By contrast, the Iraq War occupation was a textbook example of what not to do. The Coalition disbanded the Iraqi Army without trying to keep track of its more dangerous elements, focused on trying to find evidence of WMDs that they completely ignored conventional weapons stocks the Iraqi Army soldiers knew where to find, and the "nation rebuilding" of Iraq post-2003 is a joke. While the Iraqi regime didn't exactly prepare a resistance movement in advance, the Coalition badly mishandled everything, practically allowing insurgencies to develop where none had existed before, and then continued to bungle the issue with their refusal to treat the insurgents as anything but "regime dead-enders".

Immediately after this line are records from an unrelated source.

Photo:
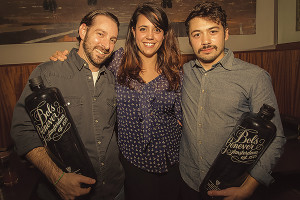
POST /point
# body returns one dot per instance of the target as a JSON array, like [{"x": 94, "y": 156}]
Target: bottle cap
[
  {"x": 267, "y": 111},
  {"x": 36, "y": 81}
]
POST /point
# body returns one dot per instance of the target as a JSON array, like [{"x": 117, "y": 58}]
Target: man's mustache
[{"x": 207, "y": 47}]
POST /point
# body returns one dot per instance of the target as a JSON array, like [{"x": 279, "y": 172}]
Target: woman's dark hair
[
  {"x": 88, "y": 19},
  {"x": 168, "y": 55},
  {"x": 209, "y": 10}
]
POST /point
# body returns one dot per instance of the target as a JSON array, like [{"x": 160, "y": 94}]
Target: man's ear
[
  {"x": 133, "y": 32},
  {"x": 82, "y": 31}
]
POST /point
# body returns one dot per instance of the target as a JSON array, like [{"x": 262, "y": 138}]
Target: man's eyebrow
[{"x": 213, "y": 27}]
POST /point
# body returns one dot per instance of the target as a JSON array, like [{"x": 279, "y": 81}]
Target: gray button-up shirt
[
  {"x": 212, "y": 103},
  {"x": 93, "y": 109}
]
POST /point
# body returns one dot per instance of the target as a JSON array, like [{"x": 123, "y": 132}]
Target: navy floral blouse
[{"x": 148, "y": 115}]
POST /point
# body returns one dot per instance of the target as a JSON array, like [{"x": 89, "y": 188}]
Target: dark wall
[{"x": 283, "y": 65}]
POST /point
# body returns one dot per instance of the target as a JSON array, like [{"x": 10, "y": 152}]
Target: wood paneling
[
  {"x": 12, "y": 81},
  {"x": 283, "y": 66}
]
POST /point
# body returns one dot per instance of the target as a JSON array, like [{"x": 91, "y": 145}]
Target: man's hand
[
  {"x": 237, "y": 193},
  {"x": 58, "y": 55},
  {"x": 69, "y": 188}
]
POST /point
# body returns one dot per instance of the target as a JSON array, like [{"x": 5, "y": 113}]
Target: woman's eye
[{"x": 157, "y": 30}]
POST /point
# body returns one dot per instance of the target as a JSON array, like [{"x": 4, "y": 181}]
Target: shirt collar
[{"x": 225, "y": 62}]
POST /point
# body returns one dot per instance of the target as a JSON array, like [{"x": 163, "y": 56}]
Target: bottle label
[
  {"x": 50, "y": 120},
  {"x": 244, "y": 145}
]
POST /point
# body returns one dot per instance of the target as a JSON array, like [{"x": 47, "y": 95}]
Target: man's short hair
[
  {"x": 88, "y": 19},
  {"x": 208, "y": 10}
]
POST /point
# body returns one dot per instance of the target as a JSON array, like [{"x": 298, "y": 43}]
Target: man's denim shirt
[
  {"x": 212, "y": 103},
  {"x": 93, "y": 109}
]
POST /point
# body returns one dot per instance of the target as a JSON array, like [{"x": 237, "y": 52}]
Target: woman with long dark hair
[
  {"x": 148, "y": 88},
  {"x": 148, "y": 106}
]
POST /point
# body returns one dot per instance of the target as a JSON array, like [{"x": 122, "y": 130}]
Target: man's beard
[
  {"x": 88, "y": 50},
  {"x": 209, "y": 59}
]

The French resistance was a cowed but not entirely pacified populace growing discontent under the jackboot of an enemy nation. The Soviet and Eastern European partisans were literally fighting a war against extinction, where failure meant the death of themselves and everyone they ever cared about. While the Germans feared the Soviets would engage in massive genocide in reprisal for the failed attempt to wipe them out, at least Germans had West Germany to escape to (and as it turned out, the Soviets were pretty sick of the killing themselves by then, so weren't out to annihilate the German people).
 
Thinking of examples from modern-day Iraq to the French resistance in WW2 there always seemed to be insurgent groups or resistance fighters still fighting on despite a total military domination.

Why was there supposedly none in Germany when they first became occupied following WW2?

Because the suppression of Germany after WW2 was done with a considerably heavier hand (in the form of the NKVD and Morgenthau--lite USA) than the occupations of Iraq by the USA, or France by the Germans themselves earlier in the war. Resistance fighters aren't superhuman: in certain conditions it becomes impossible for them to achieve their objectives, or even to exist. Those conditions existed in 1945 Germany.